Revolutionary Simulations Illuminate the Path of Human Evolution

The University of Liverpool has spearheaded an international consortium of researchers to reevaluate the locomotion abilities of Australopithecus afarensis, the early human progenitor famously epitomized by the fossil known as ‘Lucy’.

Karl Bates, Professor of Musculoskeletal Biology, gathered specialists from various institutions throughout the UK and the Netherlands. Together, they employed state-of-the-art computer simulations to reveal the running mechanics of this ancient species, utilizing a digital model of ‘Lucy’s’ skeleton.

Prior studies on the fossilized footprints of Australopithecus conducted by numerous research teams have indicated that Lucy likely walked quite upright and more similarly to a human rather than a chimpanzee. These latest discoveries indicate that Lucy’s overall bodily structure constrained running speed when compared to contemporary humans, thus supporting the notion that human physiology evolved in order to enhance running capability, with maximum speed being a more significant factor than previously believed.

Professor Bates stated: “When Lucy was unearthed 50 years ago, it was the most complete skeleton of an early human ancestor available. Lucy is an intriguing fossil because it encapsulates what one might consider an intermediate phase in the evolution of Homo sapiens.
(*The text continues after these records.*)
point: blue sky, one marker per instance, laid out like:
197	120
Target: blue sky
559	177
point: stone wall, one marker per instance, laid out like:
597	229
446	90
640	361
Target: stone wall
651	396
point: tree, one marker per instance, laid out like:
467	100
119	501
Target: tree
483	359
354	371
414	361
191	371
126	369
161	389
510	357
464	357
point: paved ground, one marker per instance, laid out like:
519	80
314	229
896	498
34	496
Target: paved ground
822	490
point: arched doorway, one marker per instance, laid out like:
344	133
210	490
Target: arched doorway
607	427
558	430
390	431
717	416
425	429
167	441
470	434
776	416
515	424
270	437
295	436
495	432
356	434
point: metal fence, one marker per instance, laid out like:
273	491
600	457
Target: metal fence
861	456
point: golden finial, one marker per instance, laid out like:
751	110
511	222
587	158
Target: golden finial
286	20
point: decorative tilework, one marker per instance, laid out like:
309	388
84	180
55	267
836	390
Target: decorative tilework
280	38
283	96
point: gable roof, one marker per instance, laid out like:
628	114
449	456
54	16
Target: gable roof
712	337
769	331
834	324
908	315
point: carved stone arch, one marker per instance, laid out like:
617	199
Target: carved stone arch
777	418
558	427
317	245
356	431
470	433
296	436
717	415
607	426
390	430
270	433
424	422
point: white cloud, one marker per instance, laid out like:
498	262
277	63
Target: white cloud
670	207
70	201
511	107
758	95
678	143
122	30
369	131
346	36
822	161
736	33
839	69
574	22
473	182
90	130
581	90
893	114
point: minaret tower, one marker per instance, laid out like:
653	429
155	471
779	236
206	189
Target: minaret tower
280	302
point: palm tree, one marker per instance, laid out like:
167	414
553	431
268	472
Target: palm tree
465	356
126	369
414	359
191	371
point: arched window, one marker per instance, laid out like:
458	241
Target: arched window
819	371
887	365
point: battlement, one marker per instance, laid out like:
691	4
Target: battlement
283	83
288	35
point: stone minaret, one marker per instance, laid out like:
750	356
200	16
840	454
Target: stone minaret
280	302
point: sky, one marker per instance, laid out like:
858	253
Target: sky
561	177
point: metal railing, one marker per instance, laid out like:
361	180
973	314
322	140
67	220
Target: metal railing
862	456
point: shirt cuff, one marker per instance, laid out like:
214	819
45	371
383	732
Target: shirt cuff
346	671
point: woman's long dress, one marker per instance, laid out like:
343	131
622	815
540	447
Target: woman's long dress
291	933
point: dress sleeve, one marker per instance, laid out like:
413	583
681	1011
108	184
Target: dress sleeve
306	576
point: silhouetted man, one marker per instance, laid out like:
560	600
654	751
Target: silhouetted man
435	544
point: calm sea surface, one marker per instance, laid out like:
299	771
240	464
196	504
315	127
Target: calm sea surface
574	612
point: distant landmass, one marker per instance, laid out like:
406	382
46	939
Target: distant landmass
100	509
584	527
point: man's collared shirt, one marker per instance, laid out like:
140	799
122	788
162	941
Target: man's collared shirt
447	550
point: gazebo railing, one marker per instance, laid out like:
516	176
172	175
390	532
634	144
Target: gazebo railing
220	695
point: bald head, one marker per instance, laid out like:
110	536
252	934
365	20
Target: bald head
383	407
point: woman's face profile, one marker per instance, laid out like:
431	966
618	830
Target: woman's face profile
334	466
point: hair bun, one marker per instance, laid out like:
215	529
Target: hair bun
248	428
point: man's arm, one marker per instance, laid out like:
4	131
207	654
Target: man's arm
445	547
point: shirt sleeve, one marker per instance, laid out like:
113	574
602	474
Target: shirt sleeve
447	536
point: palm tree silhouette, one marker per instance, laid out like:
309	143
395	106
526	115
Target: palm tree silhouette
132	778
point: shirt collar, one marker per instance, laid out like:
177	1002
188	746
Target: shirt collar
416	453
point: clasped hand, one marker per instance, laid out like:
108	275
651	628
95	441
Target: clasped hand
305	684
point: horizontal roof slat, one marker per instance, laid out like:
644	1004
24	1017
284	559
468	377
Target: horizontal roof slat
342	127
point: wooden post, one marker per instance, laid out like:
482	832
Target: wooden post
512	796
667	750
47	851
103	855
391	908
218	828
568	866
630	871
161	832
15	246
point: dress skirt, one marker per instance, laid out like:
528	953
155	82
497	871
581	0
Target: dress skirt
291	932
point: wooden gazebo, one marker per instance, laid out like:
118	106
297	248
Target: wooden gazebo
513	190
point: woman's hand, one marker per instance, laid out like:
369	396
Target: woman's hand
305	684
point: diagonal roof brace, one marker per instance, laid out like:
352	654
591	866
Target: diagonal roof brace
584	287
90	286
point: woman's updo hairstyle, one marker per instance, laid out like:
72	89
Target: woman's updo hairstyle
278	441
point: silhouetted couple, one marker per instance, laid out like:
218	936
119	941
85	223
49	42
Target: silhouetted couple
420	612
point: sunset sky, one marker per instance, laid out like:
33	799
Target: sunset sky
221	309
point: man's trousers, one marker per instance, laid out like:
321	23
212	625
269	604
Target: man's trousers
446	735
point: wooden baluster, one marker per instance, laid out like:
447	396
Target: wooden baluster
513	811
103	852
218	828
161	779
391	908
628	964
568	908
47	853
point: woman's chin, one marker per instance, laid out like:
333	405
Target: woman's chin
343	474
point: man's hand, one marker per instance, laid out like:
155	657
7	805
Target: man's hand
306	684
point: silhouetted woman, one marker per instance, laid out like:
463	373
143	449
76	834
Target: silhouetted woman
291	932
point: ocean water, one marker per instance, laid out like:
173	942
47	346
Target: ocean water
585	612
Lucy connects the divide between our tree-dwelling predecessors and modern humans, who efficiently navigate on two legs.

“By modeling running abilities in Australopithecus and contemporary humans, we have been able to explore queries regarding the evolution of running in our ancestors.
“For many years, scientists have engaged in discussions over whether a more efficient walking capability or enhanced running performance was the primary catalyst driving the evolution of numerous distinctly human traits, such as elongated legs, shorter arms, stronger leg bones, and arched feet. By demonstrating how Australopithecus walked and ran, we are starting to answer these queries.”

The team employed computer-based motion simulations to emulate the biomechanics and energetics of running in Australopithecus afarensis, alongside a model of a human. In both Australopithecus and human simulations, the team performed multiple simulations where various features believed to be crucial for modern human running, like larger leg muscles and an extended Achilles Tendon, were alternately included and excluded, thereby recreating evolutionary events digitally to observe how they impact running velocity and energy expenditure.
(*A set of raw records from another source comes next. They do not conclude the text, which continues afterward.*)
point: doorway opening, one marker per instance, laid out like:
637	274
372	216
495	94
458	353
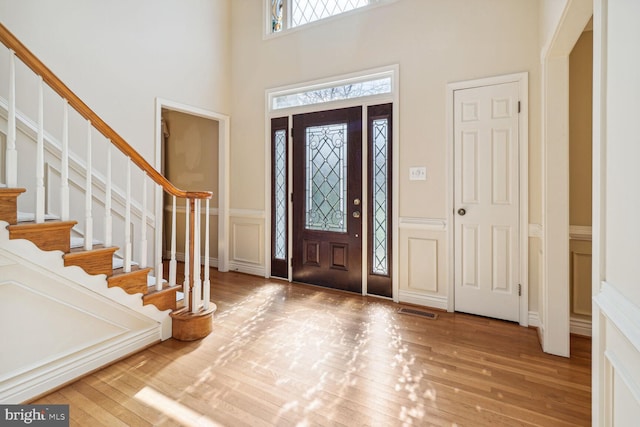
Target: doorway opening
192	152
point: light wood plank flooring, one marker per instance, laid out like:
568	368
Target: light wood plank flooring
286	354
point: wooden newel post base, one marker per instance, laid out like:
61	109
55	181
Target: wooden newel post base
189	326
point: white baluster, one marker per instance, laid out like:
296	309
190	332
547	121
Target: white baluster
197	282
127	221
108	218
143	226
158	238
64	166
88	194
186	254
173	264
11	152
40	155
206	286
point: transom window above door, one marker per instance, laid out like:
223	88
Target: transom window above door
287	14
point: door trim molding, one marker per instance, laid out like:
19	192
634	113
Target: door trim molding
522	79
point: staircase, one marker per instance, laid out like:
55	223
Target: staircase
55	235
70	304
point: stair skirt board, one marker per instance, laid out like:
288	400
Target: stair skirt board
51	265
50	339
59	323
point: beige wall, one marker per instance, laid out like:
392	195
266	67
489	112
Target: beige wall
580	129
580	171
434	43
119	57
191	162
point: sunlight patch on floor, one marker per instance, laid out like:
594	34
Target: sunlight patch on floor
174	410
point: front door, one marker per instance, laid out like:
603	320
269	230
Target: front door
486	201
327	198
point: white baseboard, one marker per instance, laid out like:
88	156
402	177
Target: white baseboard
576	326
434	301
580	327
42	379
534	319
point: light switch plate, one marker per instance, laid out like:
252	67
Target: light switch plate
418	173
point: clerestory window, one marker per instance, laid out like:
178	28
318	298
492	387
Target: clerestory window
287	14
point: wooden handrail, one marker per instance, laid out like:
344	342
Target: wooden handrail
31	61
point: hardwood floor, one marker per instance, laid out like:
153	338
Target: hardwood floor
286	354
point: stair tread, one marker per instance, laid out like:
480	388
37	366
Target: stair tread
78	242
165	288
134	269
30	216
95	249
46	224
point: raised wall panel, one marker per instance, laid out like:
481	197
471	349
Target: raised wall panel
623	357
580	277
423	264
469	111
501	166
469	169
311	252
339	255
247	242
470	255
500	108
501	255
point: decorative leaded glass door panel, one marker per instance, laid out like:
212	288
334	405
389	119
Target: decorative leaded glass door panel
327	194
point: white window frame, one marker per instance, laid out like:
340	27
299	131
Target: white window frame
286	19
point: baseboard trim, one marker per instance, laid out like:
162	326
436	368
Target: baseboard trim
41	380
580	327
241	267
434	301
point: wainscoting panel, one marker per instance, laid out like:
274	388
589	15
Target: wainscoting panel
423	262
580	279
423	265
247	244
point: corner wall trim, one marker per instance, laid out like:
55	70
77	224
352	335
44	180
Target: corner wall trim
536	231
580	232
620	311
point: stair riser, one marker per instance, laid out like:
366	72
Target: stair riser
164	300
47	236
132	283
9	204
93	262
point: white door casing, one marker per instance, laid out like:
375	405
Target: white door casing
486	217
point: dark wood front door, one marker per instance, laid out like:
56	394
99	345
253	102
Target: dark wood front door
327	198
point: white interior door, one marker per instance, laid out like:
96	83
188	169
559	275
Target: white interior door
486	201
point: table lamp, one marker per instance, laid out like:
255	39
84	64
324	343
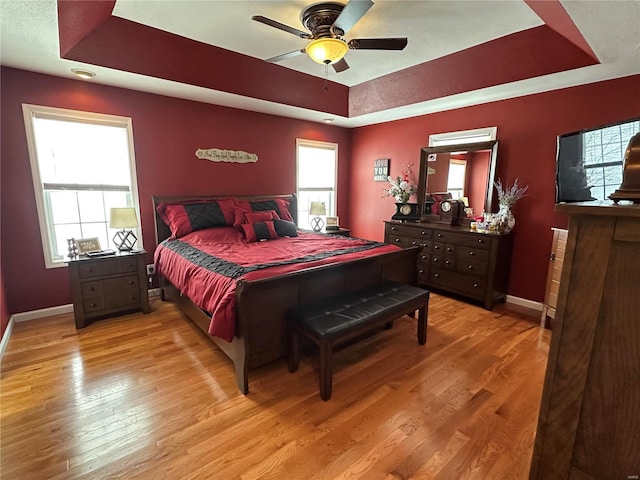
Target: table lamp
124	218
317	209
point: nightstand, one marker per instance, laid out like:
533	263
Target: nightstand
109	285
345	232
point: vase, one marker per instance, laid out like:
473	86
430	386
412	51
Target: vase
506	218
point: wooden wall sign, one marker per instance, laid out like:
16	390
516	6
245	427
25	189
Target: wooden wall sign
219	155
381	170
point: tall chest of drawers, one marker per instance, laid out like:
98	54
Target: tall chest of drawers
109	285
457	260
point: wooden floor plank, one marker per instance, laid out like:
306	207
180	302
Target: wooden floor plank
148	396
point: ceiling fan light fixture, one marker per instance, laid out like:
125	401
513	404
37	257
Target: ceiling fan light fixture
327	50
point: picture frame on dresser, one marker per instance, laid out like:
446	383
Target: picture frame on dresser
86	245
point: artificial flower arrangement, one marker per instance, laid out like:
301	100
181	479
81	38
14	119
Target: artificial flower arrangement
512	195
401	187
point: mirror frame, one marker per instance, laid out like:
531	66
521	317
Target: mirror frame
426	151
Muscles and other soft tissues do not fossilize, hence paleontologists are unaware of the size of ‘Lucy’s’ leg muscles or other vital metrics. Nevertheless, these innovative digital models varied muscle attributes from chimpanzee-like to human-like, yielding a spectrum of estimates for running speed and efficiency.

The simulations demonstrate that while Lucy could run upright on both legs, her top speeds were considerably slower than modern humans. Indeed, even the fastest speed predicted for Lucy (in a model with very human-like muscles) was notably modest at merely 11mph (18kph). This speed pales in comparison to top human sprinters, who achieve peak velocities exceeding 20mph (38kph). The models also indicate that the range of intermediate (‘jogging’) speeds that animals utilize for longer distances (‘endurance running’) was severely limited, possibly implying that Australopithecus did not partake in the extended hunting strategies considered essential for the earliest humans.

Professor Bates further remarked: “Our findings emphasize the significance of muscle structure and body ratios in the advancement of running skills. Skeletal robustness does not appear to have been a limiting factor, but evolutionary modifications to muscles and tendons contributed significantly to enhancing running speed and economy.

“As we commemorate the 50th anniversary of Lucy’s discovery, this research not only illuminates her abilities but also highlights the progress modern science has made in unraveling the narrative of human evolution.”

The research, ‘Running performance in Australopithecus afarensis,’ was published in Current Biology (DOI:10.1016/j.cub.2024.11.025).